O que deixou Atomic Heart tão cansativo, no entanto, foi sua user experience. Todos os menus exigem o uso de um cursor de mouse, o que é sempre péssimo. Mas até aí, Deathloop faz a mesma coisa de forma melhor. Toda a usabilidade do jogo, mexer em menus, administrar inventário (no estilo maleta de Resident Evil 4) é muito ruim. É difícil ver a quantidade de cada item que você precisa para fazer um upgrade ou mesmo quanto de cada está pegando ao abrir as dúzias de gavetas. A mesma coisa sobre pontos de upgrade e até dos upgrades em si. É tudo muito mais complicado do que deveria.
LEGENDAS E TODO O RESTO
Para completar, todo o texto que o jogo apresenta é muito pequeno, e muito bagunçado.
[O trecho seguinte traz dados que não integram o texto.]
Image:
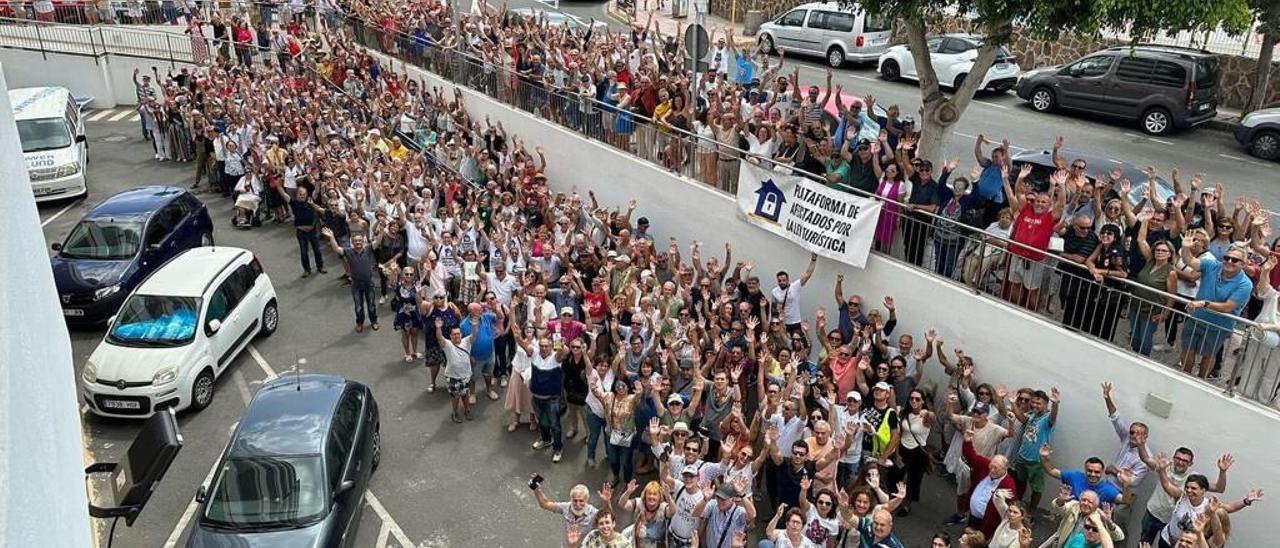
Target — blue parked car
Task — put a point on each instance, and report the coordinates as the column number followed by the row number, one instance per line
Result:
column 122, row 241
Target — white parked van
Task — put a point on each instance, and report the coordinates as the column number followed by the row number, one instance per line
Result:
column 53, row 140
column 827, row 30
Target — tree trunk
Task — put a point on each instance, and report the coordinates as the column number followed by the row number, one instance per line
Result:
column 938, row 113
column 1262, row 76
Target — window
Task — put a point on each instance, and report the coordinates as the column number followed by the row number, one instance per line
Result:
column 794, row 18
column 1134, row 69
column 1170, row 74
column 342, row 433
column 1092, row 67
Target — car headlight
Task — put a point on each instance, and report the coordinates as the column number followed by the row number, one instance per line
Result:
column 165, row 375
column 106, row 292
column 67, row 169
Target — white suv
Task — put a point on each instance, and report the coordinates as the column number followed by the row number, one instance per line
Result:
column 178, row 330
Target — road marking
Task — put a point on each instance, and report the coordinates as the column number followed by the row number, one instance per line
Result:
column 45, row 223
column 99, row 115
column 1148, row 138
column 383, row 535
column 261, row 362
column 388, row 521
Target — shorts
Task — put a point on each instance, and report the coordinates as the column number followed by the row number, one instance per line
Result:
column 1203, row 338
column 434, row 355
column 483, row 368
column 1029, row 474
column 1025, row 272
column 458, row 387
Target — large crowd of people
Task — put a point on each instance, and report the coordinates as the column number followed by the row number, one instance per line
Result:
column 722, row 409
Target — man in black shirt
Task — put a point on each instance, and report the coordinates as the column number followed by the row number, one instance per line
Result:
column 305, row 224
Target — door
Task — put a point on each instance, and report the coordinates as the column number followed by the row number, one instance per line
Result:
column 347, row 452
column 1132, row 86
column 790, row 27
column 1079, row 85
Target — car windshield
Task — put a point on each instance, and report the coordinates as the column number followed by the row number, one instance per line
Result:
column 155, row 320
column 103, row 240
column 268, row 492
column 44, row 133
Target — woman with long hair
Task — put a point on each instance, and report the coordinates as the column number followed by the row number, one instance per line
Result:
column 917, row 423
column 1152, row 306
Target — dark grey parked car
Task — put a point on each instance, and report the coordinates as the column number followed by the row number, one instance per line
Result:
column 295, row 471
column 1161, row 87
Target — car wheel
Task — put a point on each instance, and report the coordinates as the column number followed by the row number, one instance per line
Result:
column 1266, row 145
column 202, row 391
column 767, row 44
column 270, row 318
column 378, row 447
column 1157, row 120
column 1042, row 100
column 835, row 56
column 890, row 71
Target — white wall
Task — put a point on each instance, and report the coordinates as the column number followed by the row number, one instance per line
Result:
column 42, row 498
column 1008, row 345
column 109, row 80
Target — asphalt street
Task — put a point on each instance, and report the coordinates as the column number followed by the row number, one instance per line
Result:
column 440, row 484
column 1198, row 150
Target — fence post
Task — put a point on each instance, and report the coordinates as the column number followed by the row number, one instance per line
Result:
column 40, row 41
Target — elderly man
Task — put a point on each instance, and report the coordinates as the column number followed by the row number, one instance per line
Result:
column 360, row 259
column 1082, row 523
column 988, row 475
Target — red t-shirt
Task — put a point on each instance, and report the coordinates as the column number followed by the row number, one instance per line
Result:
column 1032, row 229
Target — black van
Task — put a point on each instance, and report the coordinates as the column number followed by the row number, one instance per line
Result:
column 1161, row 87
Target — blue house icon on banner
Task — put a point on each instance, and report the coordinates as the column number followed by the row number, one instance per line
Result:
column 768, row 202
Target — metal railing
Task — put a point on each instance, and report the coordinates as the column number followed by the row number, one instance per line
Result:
column 946, row 247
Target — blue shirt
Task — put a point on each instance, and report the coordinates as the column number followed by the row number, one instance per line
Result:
column 1106, row 491
column 481, row 346
column 1214, row 288
column 991, row 182
column 1037, row 433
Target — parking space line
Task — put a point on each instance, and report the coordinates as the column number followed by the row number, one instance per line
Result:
column 388, row 521
column 45, row 223
column 261, row 362
column 99, row 115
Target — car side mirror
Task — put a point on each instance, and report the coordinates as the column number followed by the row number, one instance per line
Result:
column 343, row 488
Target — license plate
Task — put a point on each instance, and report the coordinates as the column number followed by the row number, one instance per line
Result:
column 120, row 405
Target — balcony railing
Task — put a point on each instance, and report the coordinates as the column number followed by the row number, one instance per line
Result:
column 1116, row 311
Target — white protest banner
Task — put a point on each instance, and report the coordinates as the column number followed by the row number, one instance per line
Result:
column 828, row 222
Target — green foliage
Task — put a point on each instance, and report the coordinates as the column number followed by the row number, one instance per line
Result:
column 1048, row 18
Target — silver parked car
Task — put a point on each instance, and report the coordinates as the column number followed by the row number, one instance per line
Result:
column 830, row 30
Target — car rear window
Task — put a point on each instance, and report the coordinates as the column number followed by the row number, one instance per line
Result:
column 1206, row 73
column 1169, row 74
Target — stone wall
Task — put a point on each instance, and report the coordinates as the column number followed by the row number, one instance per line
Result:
column 1234, row 85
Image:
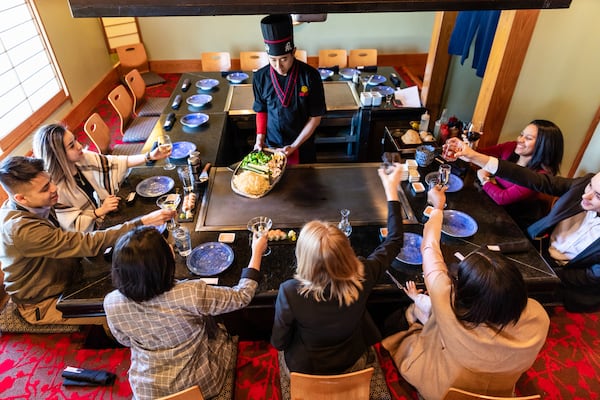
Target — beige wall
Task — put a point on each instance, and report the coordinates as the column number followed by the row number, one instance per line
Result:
column 560, row 80
column 388, row 32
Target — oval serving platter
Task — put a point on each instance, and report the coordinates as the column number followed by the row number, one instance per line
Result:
column 210, row 259
column 194, row 120
column 272, row 181
column 458, row 224
column 199, row 100
column 155, row 186
column 207, row 84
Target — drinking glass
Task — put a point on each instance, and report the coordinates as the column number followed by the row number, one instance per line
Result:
column 169, row 202
column 344, row 224
column 165, row 145
column 259, row 226
column 444, row 172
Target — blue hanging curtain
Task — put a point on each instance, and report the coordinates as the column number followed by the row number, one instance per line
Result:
column 478, row 25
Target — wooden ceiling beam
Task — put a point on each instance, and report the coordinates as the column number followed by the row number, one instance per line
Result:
column 153, row 8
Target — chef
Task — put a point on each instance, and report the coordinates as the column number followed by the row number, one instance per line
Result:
column 288, row 95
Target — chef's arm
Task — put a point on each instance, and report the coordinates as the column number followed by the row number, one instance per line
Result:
column 307, row 131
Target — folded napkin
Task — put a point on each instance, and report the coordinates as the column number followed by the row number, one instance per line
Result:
column 87, row 377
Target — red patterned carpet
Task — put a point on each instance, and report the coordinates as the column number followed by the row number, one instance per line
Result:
column 568, row 367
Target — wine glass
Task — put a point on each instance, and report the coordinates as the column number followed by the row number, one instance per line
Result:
column 165, row 145
column 444, row 172
column 259, row 226
column 169, row 202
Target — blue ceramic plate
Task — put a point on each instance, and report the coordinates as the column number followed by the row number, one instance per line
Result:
column 374, row 79
column 411, row 252
column 237, row 77
column 210, row 259
column 154, row 186
column 194, row 120
column 325, row 73
column 384, row 90
column 182, row 149
column 347, row 73
column 458, row 224
column 207, row 84
column 199, row 100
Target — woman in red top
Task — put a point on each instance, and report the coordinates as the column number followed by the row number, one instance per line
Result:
column 539, row 147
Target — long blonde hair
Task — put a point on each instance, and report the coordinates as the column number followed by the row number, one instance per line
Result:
column 326, row 259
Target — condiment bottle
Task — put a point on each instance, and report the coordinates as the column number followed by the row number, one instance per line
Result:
column 424, row 125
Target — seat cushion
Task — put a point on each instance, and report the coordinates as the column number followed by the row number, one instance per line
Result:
column 11, row 321
column 140, row 129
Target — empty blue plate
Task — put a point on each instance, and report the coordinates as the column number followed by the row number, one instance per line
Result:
column 325, row 73
column 207, row 84
column 347, row 73
column 182, row 149
column 458, row 224
column 210, row 259
column 411, row 252
column 194, row 120
column 384, row 90
column 199, row 100
column 154, row 186
column 237, row 77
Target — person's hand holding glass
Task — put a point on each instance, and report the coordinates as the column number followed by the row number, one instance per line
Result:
column 260, row 226
column 166, row 146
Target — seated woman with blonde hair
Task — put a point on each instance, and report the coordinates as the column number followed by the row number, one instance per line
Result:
column 87, row 181
column 321, row 324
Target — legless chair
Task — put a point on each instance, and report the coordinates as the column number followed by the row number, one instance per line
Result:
column 458, row 394
column 253, row 60
column 301, row 55
column 134, row 56
column 362, row 57
column 216, row 61
column 99, row 134
column 143, row 106
column 350, row 386
column 192, row 393
column 133, row 129
column 333, row 57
É comum, por exemplo, as falas de dois personagens aparecerem nas legendas ao mesmo tempo, mas a que é falada antes aparece embaixo.
Não tem opção de aumentar as legendas, mas tem possibilidade de colocar tanto a dublagem quanto as legendas em português brasileiro. Eu cheguei a jogar um pouco dublado já que não conseguia ler as legendas, mas a quantidade de palavrões (em geral com finalidade humorística) me fez mudar, já que a minha filha estaria perto de mim enquanto jogava. O humor é até legal, e certamente me fez rir algumas vezes. A ambientação também é bacana. Mas o gameplay e essas pequenas falhas de qualidade de vida, como tamanho das legendas e menus que precisam de cursor de mouse tornam Atomic Heart extremamente cansativo.
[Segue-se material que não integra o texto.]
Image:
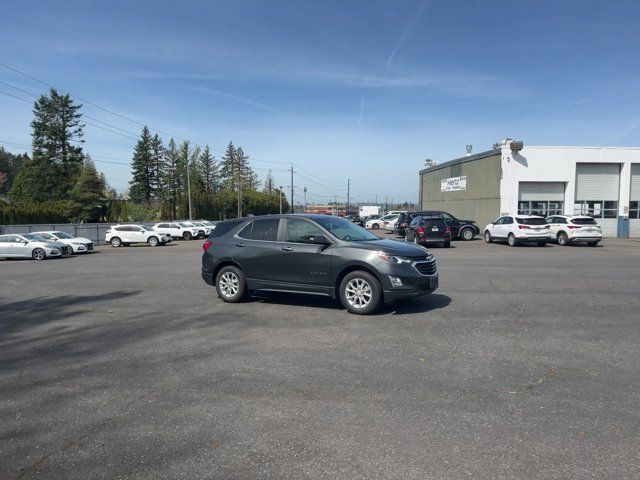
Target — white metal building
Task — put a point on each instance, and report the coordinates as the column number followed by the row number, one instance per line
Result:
column 603, row 182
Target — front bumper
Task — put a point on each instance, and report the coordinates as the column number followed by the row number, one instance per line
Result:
column 414, row 283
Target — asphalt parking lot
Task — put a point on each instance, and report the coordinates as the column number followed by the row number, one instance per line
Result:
column 124, row 364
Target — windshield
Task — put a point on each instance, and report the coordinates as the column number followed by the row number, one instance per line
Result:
column 33, row 238
column 345, row 230
column 531, row 221
column 584, row 221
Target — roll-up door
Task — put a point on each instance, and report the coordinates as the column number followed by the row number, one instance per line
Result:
column 634, row 204
column 597, row 192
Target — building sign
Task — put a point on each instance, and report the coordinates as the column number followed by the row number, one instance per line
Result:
column 453, row 184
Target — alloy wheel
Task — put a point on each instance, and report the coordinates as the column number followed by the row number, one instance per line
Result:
column 358, row 293
column 229, row 284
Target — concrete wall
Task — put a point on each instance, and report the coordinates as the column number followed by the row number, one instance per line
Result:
column 558, row 164
column 479, row 202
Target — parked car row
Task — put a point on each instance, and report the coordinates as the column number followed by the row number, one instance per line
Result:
column 158, row 234
column 563, row 229
column 42, row 245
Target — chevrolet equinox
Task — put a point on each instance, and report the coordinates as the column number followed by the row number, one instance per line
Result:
column 318, row 255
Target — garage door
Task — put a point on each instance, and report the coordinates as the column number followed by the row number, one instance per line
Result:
column 597, row 192
column 634, row 204
column 541, row 198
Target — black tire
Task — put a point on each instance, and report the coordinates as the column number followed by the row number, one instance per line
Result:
column 38, row 254
column 563, row 239
column 467, row 234
column 364, row 293
column 230, row 284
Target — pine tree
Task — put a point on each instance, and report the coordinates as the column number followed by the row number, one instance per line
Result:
column 158, row 169
column 269, row 183
column 56, row 160
column 228, row 169
column 140, row 189
column 209, row 171
column 89, row 192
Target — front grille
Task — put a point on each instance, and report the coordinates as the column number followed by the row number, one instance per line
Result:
column 426, row 268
Isso sem falar no próprio design dos quests. O robô da imagem acima me pediu um passe para poder andar de trem. O jogo me mostrou quatro waypoints para eu investigar. Fui em três e, no terceiro, encontrei o passe. O game me mandou voltar para o robô, que me disse que o passe estava expirado. Tive, então, que ir ao quarto waypoint, que tinha sumido quando consegui o primeiro passe. Esse tipo de coisa pra mim é pura perda de tempo. E eu estou velho demais para aguentar perda de tempo. Tive a mesma sensação cada vez que encontrava uma porta trancada, e minha luva (é, a luva é um personagem) me falava que eu precisava encontrar cinco coisas espalhadas pela fase. Uma ou outra vez, isso passa, mas praticamente todo objetivo se dividia dessa forma.
SIGA A ANDROIDE – E O GAME ATOMIC HEART
Em outro caso, o game mandou eu seguir uma andróide para ela abrir uma porta para mim. Ela ia andando lentamente e, a cada detalhe no cenário, ela parava para fazer um comentário engraçadinho. E longo. Isso não era história, eram só piadinhas meio infames mesmo, mas você é obrigado a esperar todas elas para que ela finalmente abra a porta. Este é o tipo de quest design que você vai encontrar aqui. E, sinceramente, não me anima nem um pouco.
Atomic Heart tem algumas das fundações de um bom jogo. Claramente muito amor foi investido em seu combate. Os gráficos são bem legais, especialmente considerando que não é um AAA. Porém, suas falhas em qualidade de vida e quest design são graves demais para simplesmente suportar jogar até o final. Daí fica difícil de recomendar.